Taylor Swift : les mots que personne ne possède

Photo : © Ronald Woan - Taylor Swift Eras Tour - Creative Commons 

La justice américaine vient une nouvelle fois de donner raison à Taylor Swift dans une affaire de plagiat intentée par une poétesse de Floride. Au-delà du verdict, cette décision rappelle une évidence souvent oubliée : la poésie ne vit pas dans quelques mots isolés, mais dans la manière de les assembler. Et elle interroge, en creux, une question plus vaste : que signifie aujourd’hui être une poète lorsqu’on remplit des stades ?

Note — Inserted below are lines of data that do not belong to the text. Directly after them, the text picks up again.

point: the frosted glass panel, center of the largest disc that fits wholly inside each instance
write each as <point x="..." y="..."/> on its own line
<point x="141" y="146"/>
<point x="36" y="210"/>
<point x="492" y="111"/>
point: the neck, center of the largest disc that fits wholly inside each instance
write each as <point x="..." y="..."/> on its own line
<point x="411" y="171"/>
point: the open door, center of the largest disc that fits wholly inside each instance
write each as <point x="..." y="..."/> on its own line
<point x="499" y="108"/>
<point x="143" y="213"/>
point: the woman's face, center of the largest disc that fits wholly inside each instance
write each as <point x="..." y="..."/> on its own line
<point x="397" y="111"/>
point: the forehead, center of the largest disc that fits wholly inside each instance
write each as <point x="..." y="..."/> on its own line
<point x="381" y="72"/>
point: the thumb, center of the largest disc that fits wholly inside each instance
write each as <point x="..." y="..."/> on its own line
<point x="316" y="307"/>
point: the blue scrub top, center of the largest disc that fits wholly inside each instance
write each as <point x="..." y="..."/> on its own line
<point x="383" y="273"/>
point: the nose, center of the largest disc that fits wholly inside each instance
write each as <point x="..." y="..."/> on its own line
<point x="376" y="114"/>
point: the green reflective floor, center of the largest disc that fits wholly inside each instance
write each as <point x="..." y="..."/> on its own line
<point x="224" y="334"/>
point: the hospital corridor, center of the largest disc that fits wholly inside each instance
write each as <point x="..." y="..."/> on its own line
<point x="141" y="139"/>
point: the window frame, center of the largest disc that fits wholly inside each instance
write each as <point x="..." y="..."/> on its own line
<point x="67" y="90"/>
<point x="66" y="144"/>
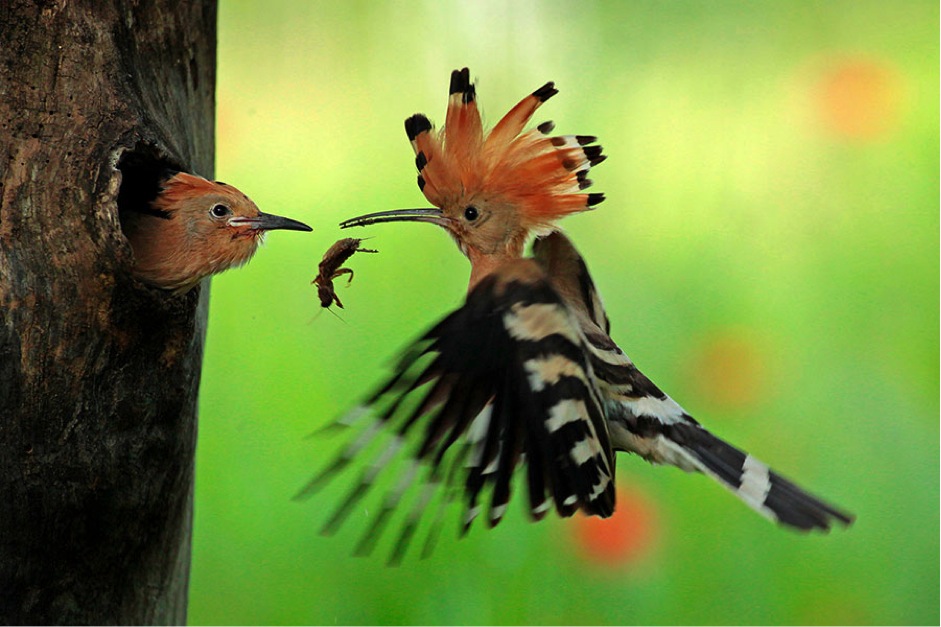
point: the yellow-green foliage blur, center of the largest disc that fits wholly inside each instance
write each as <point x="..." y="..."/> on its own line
<point x="768" y="254"/>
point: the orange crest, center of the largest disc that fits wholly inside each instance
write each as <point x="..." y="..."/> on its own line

La scène se déroule dans un tribunal fédéral de Floride, mais elle concerne bien davantage que quelques paroles de chansons. Lundi 6 juillet, la juge Aileen Cannon a définitivement rejeté la plainte déposée contre Taylor Swift par la poétesse américaine Kimberly Marasco, qui accusait la chanteuse d’avoir repris des éléments de plusieurs de ses recueils dans une quinzaine de chansons, notamment Down Bad ou I Can Do It with a Broken Heart, extraites de The Tortured Poets Department.

Le jugement est sans ambiguïté. Les ressemblances invoquées relèvent d’idées générales, de métaphores communes ou de mots isolés. Autrement dit, elles appartiennent au langage partagé, non à une œuvre protégeable par le droit d’auteur. La justice américaine rappelle ainsi un principe fondamental : le droit protège une expression originale, pas les matériaux dont cette expression est faite.

Cette distinction dépasse largement le cas Taylor Swift. Elle touche au cœur même de la création poétique.

Les mots n'appartiennent qu'à ceux qui les disent

Depuis des siècles, les poètes écrivent avec les mêmes éléments : la pluie, la nuit, les oiseaux, les blessures, le feu, l’amour, l’absence. Les images circulent d’un siècle à l’autre. Elles se répondent, se déplacent, se transforment.

Ce qui fait un poème n’est jamais la présence d’un mot comme « pluie », « ciel » ou « feu ». C’est l’architecture invisible qui relie ces mots, le rythme qui les porte, la voix qui les fait tenir ensemble.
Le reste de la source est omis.